The C 2018 standard specifies the behavior of printf
in clause 7.21.6.3, in which paragraph 2 says “The printf
function is equivalent to fprintf
with the argument stdout
interposed before the arguments to printf
.”
The standard specifies the behavior of fprintf
in 7.21.6.1, which tells us the second argument (the first argument of printf
) is a format string and that it may contain various conversion specifications introduced by the character “%”. Thus, in printf("hello", "hi")
, "hello"
is a format string with no conversion specifications. In this case, paragraph 2 tells us what happens:
If the format is exhausted [fully processed] while arguments remain, the excess arguments are evaluated (as always) but are otherwise ignored.
Thus, in printf("hello", "hi")
, "hi"
is ignored, and "hello"
is a format string that contains only ordinary characters, which are copied to the output stream per paragraph 3.
The compiler warns about printf("hello", "hi")
because it is able to see that this call contains an excess argument because the format string does not contain a conversion specification for it.

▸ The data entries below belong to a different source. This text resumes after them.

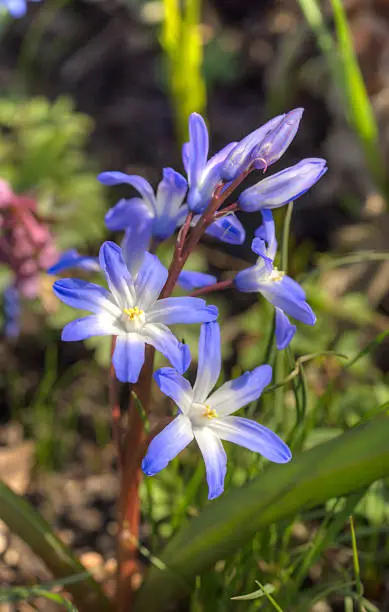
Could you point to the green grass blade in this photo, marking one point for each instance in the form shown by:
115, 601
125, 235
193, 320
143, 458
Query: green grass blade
359, 109
357, 571
24, 521
337, 468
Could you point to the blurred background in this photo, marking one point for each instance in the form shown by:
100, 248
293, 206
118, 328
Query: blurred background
96, 85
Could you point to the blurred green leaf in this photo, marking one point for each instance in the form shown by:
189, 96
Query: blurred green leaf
181, 41
261, 592
29, 525
25, 593
349, 463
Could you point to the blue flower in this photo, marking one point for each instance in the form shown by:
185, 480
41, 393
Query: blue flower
205, 416
203, 175
17, 8
135, 240
72, 259
164, 209
240, 157
280, 290
11, 306
284, 186
277, 140
130, 310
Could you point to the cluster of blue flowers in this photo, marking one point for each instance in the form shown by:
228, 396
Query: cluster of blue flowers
137, 309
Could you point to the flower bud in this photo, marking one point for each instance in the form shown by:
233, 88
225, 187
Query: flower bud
240, 156
277, 141
284, 186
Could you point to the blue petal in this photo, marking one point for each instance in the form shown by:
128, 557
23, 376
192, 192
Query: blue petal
267, 232
201, 192
94, 325
84, 295
135, 244
116, 272
215, 460
284, 330
170, 196
129, 357
176, 387
167, 445
239, 392
189, 280
283, 187
128, 213
186, 156
227, 229
72, 259
252, 435
181, 310
197, 151
17, 8
275, 143
149, 281
209, 364
138, 182
160, 336
280, 295
240, 156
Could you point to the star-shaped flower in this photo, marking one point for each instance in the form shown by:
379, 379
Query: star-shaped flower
130, 309
283, 292
206, 416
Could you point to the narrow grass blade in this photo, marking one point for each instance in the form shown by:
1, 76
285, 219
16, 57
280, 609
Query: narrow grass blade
337, 468
359, 109
357, 571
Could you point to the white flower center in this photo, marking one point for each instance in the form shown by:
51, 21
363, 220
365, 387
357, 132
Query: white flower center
201, 414
134, 318
276, 275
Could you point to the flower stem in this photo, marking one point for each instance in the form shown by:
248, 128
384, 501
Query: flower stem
220, 286
188, 240
115, 407
130, 479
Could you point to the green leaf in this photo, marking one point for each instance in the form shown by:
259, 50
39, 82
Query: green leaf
29, 525
339, 467
264, 590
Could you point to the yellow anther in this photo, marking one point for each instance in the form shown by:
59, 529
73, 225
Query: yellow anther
276, 275
210, 413
133, 313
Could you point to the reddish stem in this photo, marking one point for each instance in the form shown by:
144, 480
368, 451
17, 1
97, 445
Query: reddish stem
211, 288
228, 209
131, 477
115, 407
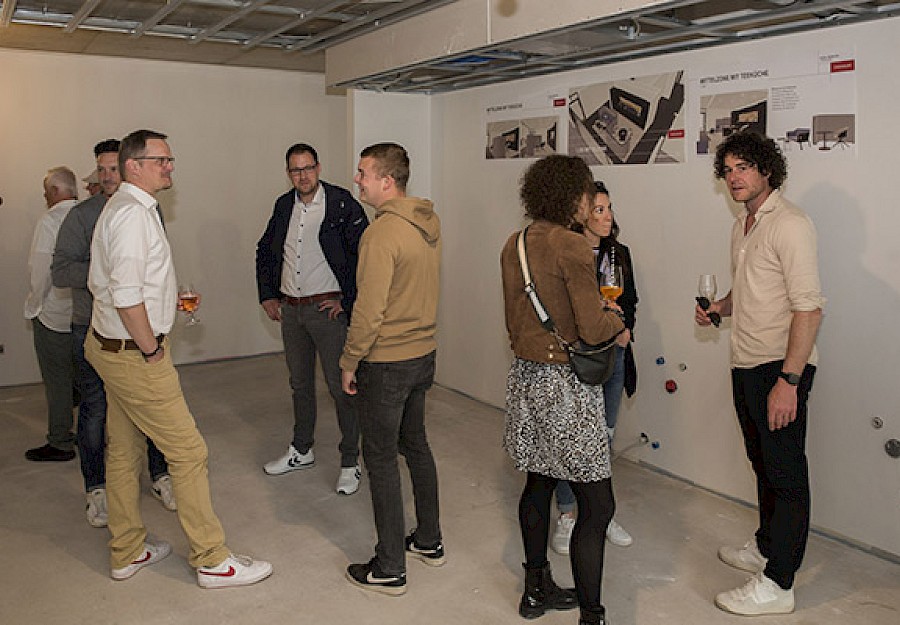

Your compiler does not warn about printf(s1,s2);
because it does not analyze what s1
will contain during this call. This sort of analysis is not impossible in this situation, but situations like this are rare: When a programmer uses a pointer to a string as the format string for printf
, it is usually a string or pointer that is computed, constructed, or selected during program execution, and the manner of this computation is often beyond the ability of a compiler to analyze. Situations where the pointer is clearly a pointer to a fixed string are rare, since they are not frequently useful, so presumably compiler implementors have not found it valuable to implement the code necessary for the compiler to handle these situations.